Paska Pemilihan Presiden 2009, tidak lama kemudian Partai Golkar menyelenggarakan Musyawarah Nasional (Munas) di Pekanbaru, Riau. Sahabat Saya Yuddy Chrisnandi meminta dukungan Saya untuk maju mencalonkan diri menjadi salah seorang calon Ketua Umum Golkar. Ada dua tokoh senior Golkar yang bertarung ‘keras’ dan berpeluang besar, yaitu Bang Ical (Aburizal Bakrie) dan Bang Surya Paloh.

Karena salah satu bakat dan karunia khusus dari Tuhan Yang Maha Kuasa pada Saya adalah dalam hal menyusun strategi dan taktik (siasat), seketika Saya mendapatkan gambaran lompatan besar bagi sahabat Saya Yuddy Chrisnandi.

Sebagai bagian dari strategi dan taktik, Saya menyetujui sahabat Saya Yuddy Chrisnandi mencalonkan diri sebagai salah satu calon Ketua Umum Golkar. Misinya hanya untuk ‘bargaining position’. Perhitungan Saya, siapapun yang akan terpilih menjadi Ketua Umum Golkar dalam Munas saat itu, setidaknya Yuddy Chrisnandi akan diberi posisi penting sebagai salah seorang Wakil Ketua Umum Golkar. Atau yang terburuk, Yuddy akan dipilih menjadi salah seorang Ketua DPP Partai Golkar.

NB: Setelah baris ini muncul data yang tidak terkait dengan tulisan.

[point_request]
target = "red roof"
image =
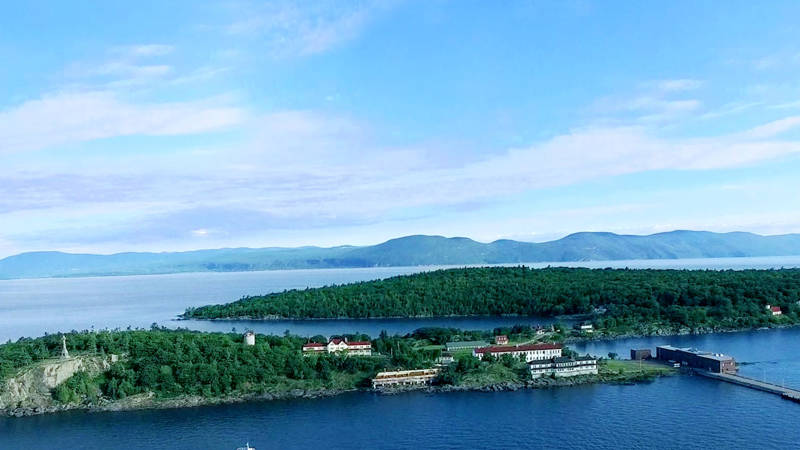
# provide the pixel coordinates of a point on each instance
(521, 348)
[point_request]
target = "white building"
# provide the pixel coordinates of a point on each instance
(404, 377)
(362, 348)
(529, 352)
(563, 367)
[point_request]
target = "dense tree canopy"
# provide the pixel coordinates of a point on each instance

Persis sebelum dilakukannya pemilihan suara (voting) untuk menentukan ketua umum golkar terpilih, dari ruangan kaca VVIP di atas ruang sidang saat itu, Kami bertiga sudah bulat bersepakat dengan Wakil Presiden Jusuf Kalla dan Yuddy Chrisnandi. Yuddy Chrisnandi akan memainkan ‘drama 1 babak’ sebelum pemilihan, dengan meminta waktu khusus kepada seluruh peserta Munas Golkar, untuk menyampaikan ‘pidato pengunduran diri’ sebagai salah seorang calon Ketua Umum Golkar.

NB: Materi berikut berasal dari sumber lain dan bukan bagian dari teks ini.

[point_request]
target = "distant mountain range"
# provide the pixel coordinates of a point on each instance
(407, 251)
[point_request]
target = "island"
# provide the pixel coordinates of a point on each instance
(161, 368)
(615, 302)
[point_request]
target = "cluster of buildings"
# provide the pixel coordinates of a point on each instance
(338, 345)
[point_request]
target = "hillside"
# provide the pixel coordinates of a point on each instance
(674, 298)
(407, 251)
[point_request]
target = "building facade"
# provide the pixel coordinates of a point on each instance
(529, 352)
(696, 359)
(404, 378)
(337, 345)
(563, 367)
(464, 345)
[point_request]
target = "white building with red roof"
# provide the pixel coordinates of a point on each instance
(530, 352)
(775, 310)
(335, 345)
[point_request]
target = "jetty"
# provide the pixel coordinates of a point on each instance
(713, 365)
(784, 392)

Itu bagian dari taktik agar Yuddy Chrisnandi tidak ‘kehilangan muka’ saat berlangsungnya acara puncak Munas Partai Golkar di Pekanbaru. Taktik yang Saya sampaikan dalam kesepakatan Kami bertiga dengan Wakil Presiden Jusuf Kalla saat itu, Yuddy Chrisnandi harus berhasil membuat kaget dan terkesima seluruh peserta Munas Golkar, khususnya kedua calon kuat Ketua Umum Golkar saat itu, yaitu Aburizal Bakrie dan Surya Paloh.

Pokok penting pidato pengunduran diri Yuddy Chrisnandi yakni, Yuddy Chrisnandi memilih mundur dengan terhormat. Yuddy meminta kepada siapapun pendukungnya, pemilik suara dalam Munas Golkar dari seluruh Indonesia, dibebaskan untuk memberikan suaranya kepada kedua alternatif tokoh senior Golkar yang menjadi calon kuat Ketua Umum Golkar saat itu.

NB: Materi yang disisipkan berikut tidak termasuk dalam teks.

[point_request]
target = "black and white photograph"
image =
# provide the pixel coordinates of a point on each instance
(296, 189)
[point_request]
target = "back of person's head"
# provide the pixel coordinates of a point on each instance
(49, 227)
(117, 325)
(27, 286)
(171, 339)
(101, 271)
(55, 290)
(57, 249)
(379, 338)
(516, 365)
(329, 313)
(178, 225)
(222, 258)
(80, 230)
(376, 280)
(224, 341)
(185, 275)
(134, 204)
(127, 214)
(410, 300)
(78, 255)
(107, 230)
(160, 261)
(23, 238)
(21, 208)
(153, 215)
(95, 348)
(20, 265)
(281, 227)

Logikanya, tidak ada seorangpun yang tahu pasti sesungguhnya seberapa besar kekuatan suara untuk Yuddy Chrisnandi dalam Munas Golkar saat itu. Tapi karena jiwa besarnya Yuddy mau mundur, tentunya siapapun yang akan memenangkan pertarungan itu dan terpilih menjadi ketua umum Golkar, akan lebih mudah baginya untuk memperjuangkan Yuddy Chrisnandi menjadi salah seorang Wakil Ketua Umum.

Wakil Presiden Jusuf Kalla juga sangat senang dan mendukung sepenuhnya strategi dan siasat tersebut. Tentunya juga, akan lebih mudah bagi Wakil Presiden Jusuf Kalla pada saat menyerahkan posisi dan jabatan Ketua Umum Golkar kepada Aburizal Bakrie atau Surya Paloh, sambil membisikkan agar Yuddy Chrisnandi yang sudah berjiwa besar mau mundur dan membebaskan pendukungnya untuk memberikan suaranya kepada kedua calon kuat ketua umum Golkar saat itu, diberikan posisi kehormatan sebagai wakil ketua Umum Golkar.

Hanya sayangnya ternyata kemudian, takdir dan sejarah mencatat lain. Sampai sekarang, hanya Yuddy Chrisnandi dan Tuhan Yang Maha Kuasa yang tahu, mengapa akhirnya malam itu Yuddy Chrisnandi sama sekali tidak menjalankan semua strategi dan siasat yang sudah Kami sepakati bertiga, persis sesaat sebelum dimulainya pemungutan suara pemilihan Ketua Umum Golkar.

Tidak lama setelah Munas Golkar di Pekanbaru, Yuddy Chrisnandi mengajak Saya bertemu. Ternyata Yuddy mau mundur dari Partai Golkar. Saya meminta Yuddy untuk mempertimbangkan dengan matang dan teliti, sebelum memutuskan untuk mundur dari Partai Golkar. Pada satu ketika, ada ‘pesan’ dalam benak Saya yang memberi petunjuk, agar Yuddy jangan keluar dari Kuning (Golkar).

Secepatnya Saya beritahu Yuddy tentang ‘pesan’ agar tidak keluar dari kuning. Untuk meyakinkan Yuddy dan meredam niatnya untuk keluar dari Partai Golkar, Saya menawarkan pada Yuddy supaya Saya bisa mengatur segera pertemuan Kami bertiga dengan Bang Ical (Aburizal Bakrie) sebagai ketua umum Golkar yang baru.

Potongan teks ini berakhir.